Tra gli uni e l’altro aleggia il mistero di Giacomo, figlio di Rino. Giacomino, diciotto anni, un “neonato” di chissà quanti chili. Pesante, floscio, pallido e inchiodato alla sua carrozzina. Visetti nasconde il suo «miracolo nato male», lo tiene lontano dagli occhi di tutti, perché – lui ne è convinto – il mondo li respinge e perciò non li merita, «non sarà mai la nostra casa», dirà spesso il vecchio. E nel frugare in quel mistero, Carlo e i suoi amici, cresciuti a forza di scorribande sugli argini del fiume, arriveranno a svelare la sofferta bellezza di un padre che accetta a fatica la diversità del figlio, se ne vergogna, ma a suo modo non la respinge e l’accoglie ogni lunghissimo giorno.

Nel mezzo di questo incontro-scontro s’infila la figura di un prete, don Flavio, «un uomo fatto per rimetterti in piedi», che lavorerà, pagina dopo pagina, per avvicinare vecchio e giovani con una cura antica ma efficace: la vicinanza discreta, fedele, laboriosa come la goccia che cade sulla roccia. È raro incontrare, in questo romanzo, la parola “amore”, ma è di questo che si tratta quando il sacerdote metterà a soqquadro la vita di Rino, erodendo pian piano la corazza dove ha rinchiuso sé e il figlio. Ed è di questo che si tratta quando l’autore, in alcuni rapidi flash-back, tratteggia il profilo di Elisa gettandola nella mischia della vita di Rino, del quale diventerà fidanzata prima e moglie poi. Giovane insegnante, Elisa è schietta, parla poco ma quando lo fa non è mai banale.

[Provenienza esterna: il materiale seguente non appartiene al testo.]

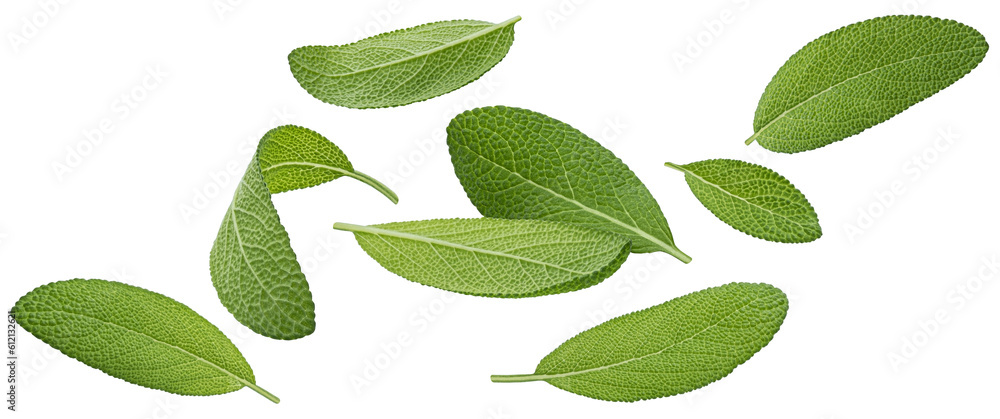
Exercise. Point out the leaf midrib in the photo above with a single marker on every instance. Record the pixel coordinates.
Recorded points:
(391, 233)
(639, 358)
(663, 245)
(243, 381)
(449, 44)
(246, 259)
(824, 91)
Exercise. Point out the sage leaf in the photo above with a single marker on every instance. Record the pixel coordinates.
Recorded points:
(405, 66)
(136, 335)
(494, 257)
(515, 163)
(675, 347)
(252, 263)
(860, 75)
(752, 199)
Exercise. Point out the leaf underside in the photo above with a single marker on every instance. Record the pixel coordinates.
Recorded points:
(136, 335)
(675, 347)
(494, 257)
(752, 199)
(517, 164)
(404, 66)
(860, 75)
(252, 263)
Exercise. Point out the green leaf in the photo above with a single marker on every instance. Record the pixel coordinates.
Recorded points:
(253, 266)
(752, 199)
(494, 257)
(404, 66)
(515, 163)
(136, 335)
(860, 75)
(675, 347)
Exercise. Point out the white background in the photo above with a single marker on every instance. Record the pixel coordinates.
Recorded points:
(607, 68)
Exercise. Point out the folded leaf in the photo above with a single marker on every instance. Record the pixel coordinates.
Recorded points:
(752, 199)
(675, 347)
(860, 75)
(515, 163)
(404, 66)
(253, 266)
(137, 335)
(494, 257)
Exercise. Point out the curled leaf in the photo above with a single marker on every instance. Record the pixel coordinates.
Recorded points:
(253, 266)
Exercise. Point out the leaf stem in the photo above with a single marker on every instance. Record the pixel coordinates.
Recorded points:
(263, 392)
(379, 186)
(515, 378)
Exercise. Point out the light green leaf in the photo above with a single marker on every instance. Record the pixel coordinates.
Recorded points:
(675, 347)
(752, 199)
(253, 266)
(404, 66)
(494, 257)
(136, 335)
(515, 163)
(860, 75)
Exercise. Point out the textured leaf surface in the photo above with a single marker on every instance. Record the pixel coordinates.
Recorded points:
(860, 75)
(137, 335)
(675, 347)
(752, 199)
(494, 257)
(404, 66)
(253, 266)
(515, 163)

Usa spesso l’ironia, ottima contro l’incupirsi del marito. È lei che, al culmine di un percorso di maturazione personale, tenterà di mostrare al marito che Giacomo non è solo la malattia che ha addosso: «Puoi considerare l’ipotesi che possa essere altro? Che lui c’è per una ragione che impareremo a vedere nel tempo?».

Il verbo vedere, inteso come osservare in profondità ciò che accade, è l’altra grande sfida che lancia questo romanzo, connessa a doppio filo con quella dell’amore. Accorgersi che «ci sono cose che spesso vediamo senza vedere». Come quando Elisa “scopre” che Giacomo sorride ad ogni suo risveglio. È un lavoro dello sguardo che spesso si offusca, s’indebolisce, si spegne quasi inevitabilmente. Rino è diventato così, un atrofizzato non vedente incazzato con la vita. E soprattutto con Dio: «Se c’è, è muto, sordo, cieco e paralizzato».

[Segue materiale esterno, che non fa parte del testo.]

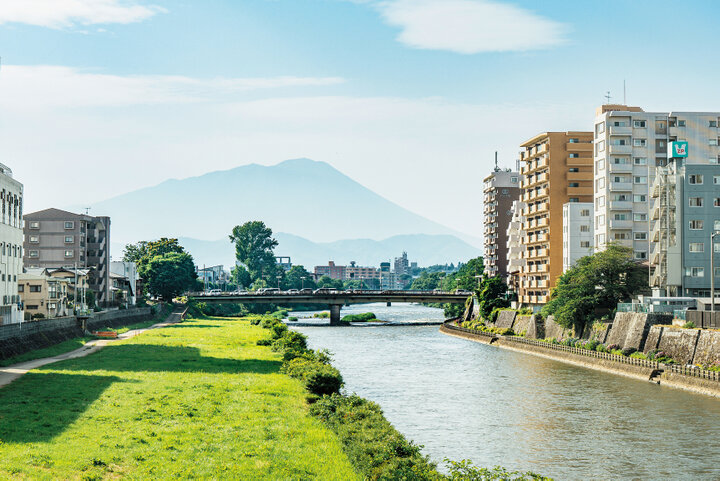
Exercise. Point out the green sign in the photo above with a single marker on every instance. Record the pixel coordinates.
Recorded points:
(677, 150)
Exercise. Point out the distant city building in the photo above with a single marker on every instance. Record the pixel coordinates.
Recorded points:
(500, 189)
(578, 221)
(630, 145)
(11, 238)
(515, 246)
(331, 270)
(55, 238)
(556, 169)
(685, 212)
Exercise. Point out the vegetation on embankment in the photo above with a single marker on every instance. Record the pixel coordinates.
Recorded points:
(196, 400)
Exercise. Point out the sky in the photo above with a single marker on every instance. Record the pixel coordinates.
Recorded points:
(411, 98)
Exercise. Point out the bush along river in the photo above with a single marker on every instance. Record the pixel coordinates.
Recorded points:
(467, 400)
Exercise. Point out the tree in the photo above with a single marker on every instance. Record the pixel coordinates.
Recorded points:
(170, 274)
(594, 286)
(254, 246)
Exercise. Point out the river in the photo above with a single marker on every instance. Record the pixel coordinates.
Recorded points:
(466, 400)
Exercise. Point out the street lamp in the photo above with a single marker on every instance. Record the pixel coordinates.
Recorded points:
(712, 271)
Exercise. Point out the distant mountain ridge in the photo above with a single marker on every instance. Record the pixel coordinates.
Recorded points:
(311, 199)
(424, 249)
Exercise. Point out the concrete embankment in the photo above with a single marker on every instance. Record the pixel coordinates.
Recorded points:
(695, 380)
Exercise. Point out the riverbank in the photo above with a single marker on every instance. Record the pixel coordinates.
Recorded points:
(693, 380)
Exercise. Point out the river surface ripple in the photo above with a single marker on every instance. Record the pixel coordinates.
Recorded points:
(465, 400)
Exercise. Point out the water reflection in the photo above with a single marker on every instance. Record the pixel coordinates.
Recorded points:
(497, 407)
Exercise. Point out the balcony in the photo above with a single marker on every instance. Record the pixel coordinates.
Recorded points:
(621, 149)
(620, 205)
(620, 186)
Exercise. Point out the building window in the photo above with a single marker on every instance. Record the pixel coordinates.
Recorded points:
(695, 179)
(697, 247)
(695, 272)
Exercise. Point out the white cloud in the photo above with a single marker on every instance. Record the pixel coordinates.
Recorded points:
(48, 86)
(68, 13)
(470, 26)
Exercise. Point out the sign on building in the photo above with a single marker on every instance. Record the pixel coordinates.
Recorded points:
(677, 149)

Allora serve qualcuno che riattivi lo sguardo, che lo stimoli di nuovo, che torni ad allenare gli occhi a vedere senza rimanere in superficie. È quello che accade all’interno di una conoscenza difficile ma che comunque si innesca tra il prete, il pensionato e i quattro ragazzetti. Alla fine, tutti avranno qualcosa da guadagnare gli uni dagli altri».